Binding between SARA and Smad2 results in close packing of hydrophobic residues and buries 2573 Å2 of surface area. The interfaces involving the rigid coil and the β strand in SARA contribute approximately 900 Å2 (35%) and 1150 Å2 (45%) buried surface areas, respectively. The four residues shown biochemically to affect binding (Fig. 1C) contribute to large buried surface areas upon complex formation (Fig. 2B).

The Smad2 MH2 domain contains a central β sandwich, with a three-helix bundle (H3, H4, and H5) and a single strand (B1′) on one end, and a loop-helix region (L1, L2, L3, and H1) on the other end (Fig. 2A). The overall structural architecture is similar to that of Smad4 MH2, with a root-mean-square-deviation (rmsd) of 1.27 Å for 174 aligned Cα atoms (Fig. 2C). The similarity between these two structures is higher in the central β sandwich, with an rmsd of 0.55 Å for 129 aligned Cα atoms. Two differences between the MH2 domains of Smad2 and Smad4 are likely to play important functional roles in signaling. The β strand B1′ is protease-resistant and present in Smad2 MH2, but in Smad4 MH2 this region is protease-sensitive and likely unstructured (7). This β strand comprises the NH2-terminal nine residues that are critical for interaction with SARA (Fig. 1A). The orientation of the three-helix bundle relative to the central β sandwich is also different between Smad2 and Smad4. In Smad4, the large flexible linker between helices H3 and H4 is disordered; in Smad2, this portion is replaced with a well-ordered four-residue short linker. Consequently, the three-helix bundle in Smad2 appears to be more compact and is at a wider angle relative to the planes of the β sandwich.

Smad2-SARA interactions. The Smad2-SARA interactions involve three contact surfaces from Smad2 and three corresponding secondary structural elements in SARA: the rigid coil, the amphipathic α helix, and the β strand (Fig. 3A). The hydrophobic surfaces on the Smad2 MH2 domain form two shallow grooves and one deep groove; the hydrophobic side chains of SARA SBD pack closely against these three grooves (Fig. 3A).

Figure 3

Schematic representation of the interactions between Smad2 and SARA. (A) The interactions are predominantly hydrophobic in nature. The surface of Smad2 MH2 domain is represented by degrees of hydrophobicity. The Cα backbone of SARA SBD is shown in pink and the buried hydrophobic residues are highlighted in orange. This figure was prepared with GRASP (25). (B) A closeup view of the interactions between the rigid coil of SARA and the strands B8 and B9 of Smad2. Smad2 and SARA are colored green and pink, respectively.

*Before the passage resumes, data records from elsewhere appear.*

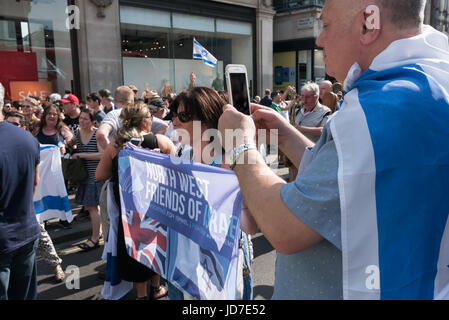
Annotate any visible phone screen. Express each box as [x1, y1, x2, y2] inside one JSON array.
[[130, 138, 141, 146], [230, 73, 250, 115]]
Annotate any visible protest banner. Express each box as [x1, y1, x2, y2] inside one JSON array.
[[118, 144, 243, 299]]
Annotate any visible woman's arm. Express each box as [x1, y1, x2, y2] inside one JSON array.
[[156, 134, 177, 156], [60, 125, 75, 146], [96, 141, 118, 181]]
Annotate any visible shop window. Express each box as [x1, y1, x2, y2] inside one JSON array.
[[0, 0, 74, 102], [273, 51, 296, 92], [314, 49, 325, 83], [298, 50, 312, 87], [120, 6, 253, 96]]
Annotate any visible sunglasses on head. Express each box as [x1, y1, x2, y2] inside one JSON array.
[[173, 111, 192, 123]]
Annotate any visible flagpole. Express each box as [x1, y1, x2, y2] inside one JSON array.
[[192, 37, 196, 87]]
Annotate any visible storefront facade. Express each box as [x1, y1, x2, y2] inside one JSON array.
[[0, 0, 77, 101], [272, 0, 326, 92], [272, 0, 440, 93], [0, 0, 274, 103], [76, 0, 275, 100], [119, 0, 255, 96]]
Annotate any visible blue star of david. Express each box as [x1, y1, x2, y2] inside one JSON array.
[[201, 258, 213, 290]]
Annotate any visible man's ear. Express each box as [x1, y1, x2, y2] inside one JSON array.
[[361, 5, 382, 45]]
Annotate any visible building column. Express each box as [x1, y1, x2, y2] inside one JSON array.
[[256, 1, 275, 96], [75, 0, 123, 97], [437, 0, 448, 32]]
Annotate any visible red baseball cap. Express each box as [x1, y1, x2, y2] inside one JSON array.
[[59, 94, 79, 105]]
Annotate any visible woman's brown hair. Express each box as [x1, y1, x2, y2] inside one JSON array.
[[38, 104, 65, 134], [79, 106, 95, 122], [170, 87, 226, 129], [114, 102, 151, 149]]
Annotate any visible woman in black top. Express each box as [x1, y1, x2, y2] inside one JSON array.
[[33, 104, 74, 282], [96, 102, 176, 300], [35, 105, 74, 154]]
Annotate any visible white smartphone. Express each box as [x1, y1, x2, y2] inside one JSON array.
[[225, 64, 251, 115]]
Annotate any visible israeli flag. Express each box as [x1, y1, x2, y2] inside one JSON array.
[[193, 38, 217, 68], [330, 25, 449, 299], [34, 145, 72, 223], [101, 182, 133, 300]]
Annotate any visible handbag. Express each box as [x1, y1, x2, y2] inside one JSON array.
[[61, 157, 88, 183]]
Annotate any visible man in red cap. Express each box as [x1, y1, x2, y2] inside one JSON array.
[[60, 94, 81, 134]]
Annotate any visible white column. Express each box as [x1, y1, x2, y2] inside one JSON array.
[[256, 2, 275, 96], [438, 0, 447, 32], [75, 0, 123, 97]]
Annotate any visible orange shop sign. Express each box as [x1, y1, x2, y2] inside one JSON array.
[[9, 81, 52, 101]]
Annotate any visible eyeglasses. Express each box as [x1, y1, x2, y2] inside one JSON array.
[[172, 111, 192, 123], [302, 95, 317, 100]]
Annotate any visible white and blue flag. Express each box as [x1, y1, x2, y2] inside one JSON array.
[[101, 182, 133, 300], [330, 26, 449, 299], [193, 38, 217, 68], [34, 145, 72, 223]]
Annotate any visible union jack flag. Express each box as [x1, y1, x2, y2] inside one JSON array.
[[122, 211, 167, 277]]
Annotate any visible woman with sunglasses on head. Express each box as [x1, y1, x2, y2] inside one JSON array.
[[168, 87, 258, 300], [96, 102, 176, 300]]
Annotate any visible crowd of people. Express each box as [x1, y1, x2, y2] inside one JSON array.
[[1, 0, 448, 301], [0, 71, 340, 300]]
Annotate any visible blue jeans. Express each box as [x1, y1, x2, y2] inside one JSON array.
[[0, 238, 39, 300]]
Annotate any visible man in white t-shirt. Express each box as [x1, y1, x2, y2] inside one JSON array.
[[96, 87, 134, 150], [95, 86, 134, 280]]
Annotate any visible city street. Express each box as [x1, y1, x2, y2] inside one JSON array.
[[36, 162, 288, 301], [36, 224, 276, 300]]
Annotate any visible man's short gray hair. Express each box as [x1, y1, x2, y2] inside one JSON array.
[[301, 81, 320, 96], [377, 0, 426, 29], [48, 93, 62, 103]]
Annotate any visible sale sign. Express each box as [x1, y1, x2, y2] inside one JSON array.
[[9, 81, 53, 101]]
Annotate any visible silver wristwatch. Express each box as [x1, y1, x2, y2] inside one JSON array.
[[227, 143, 257, 170]]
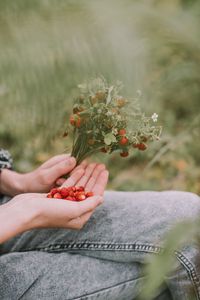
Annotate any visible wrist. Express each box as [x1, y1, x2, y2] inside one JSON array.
[[0, 169, 26, 196], [0, 198, 37, 243]]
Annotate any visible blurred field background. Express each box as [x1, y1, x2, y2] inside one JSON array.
[[0, 0, 200, 193]]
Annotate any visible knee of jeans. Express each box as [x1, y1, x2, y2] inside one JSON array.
[[163, 191, 200, 221]]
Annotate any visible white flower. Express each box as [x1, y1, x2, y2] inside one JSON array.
[[151, 113, 158, 122]]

The interacting side chains are shown in yellow for Smad2 and in purple for SARA. The O and N atoms are shown as red and blue balls, respectively. The left panel shows the interface, whereas the right panel shows the conformation of the rigid coil by itself. Aside from extensive van der Waals interactions at the interface, there are a total of five intermolecular H bonds. These include: Ser671 Oγ to Tyr366 carbonyl, Pro672 carbonyl to Trp368Nɛ1, Tyr680 Oη to Lys375amide, Ser682 amide to Asn381 carbonyl, and Ser682 carbonyl to Asn381 amide. (C) A closeup view of the interactions between the α helix of SARA and strands B5 and B6 of Smad2. Color coding scheme is identical to (B). (D) A closeup view of the interactions between the β strand of SARA and the three-helix bundle and strand B1′ of Smad2.

The rigid coil (residues 671–682) binds to one of the shallow surface grooves that is created by residue side chains on strands B8/B9, and the short loop connecting helix H2 and strand B8 (Fig. 3B). In this region of SARA, the interacting residues that include Pro672, Pro674, Pro677, Tyr680, and Cys681 form an extensive network of van der Waals contacts with the surface residues in Smad2. On Smad2, the interacting residues are Tyr366, Trp368, Thr372, Cys374, Ile376, Pro377, and Leu382. In addition to the van der Waals contacts, this part of the interface contains five intermolecular H bonds (Fig. 3B) that include two backbone-to-backbone contacts between Ser682 on SARA and Lys383 on Smad2 and three backbone-to-side-chain contacts. In particular, the carbonyl O atom of Pro672accepts a H bond from the side chain of subtype-specific Trp368 on Smad2, whereas Tyr680 in SARA makes a H bond to the backbone amide of Lys375 on Smad2 (Fig. 3B).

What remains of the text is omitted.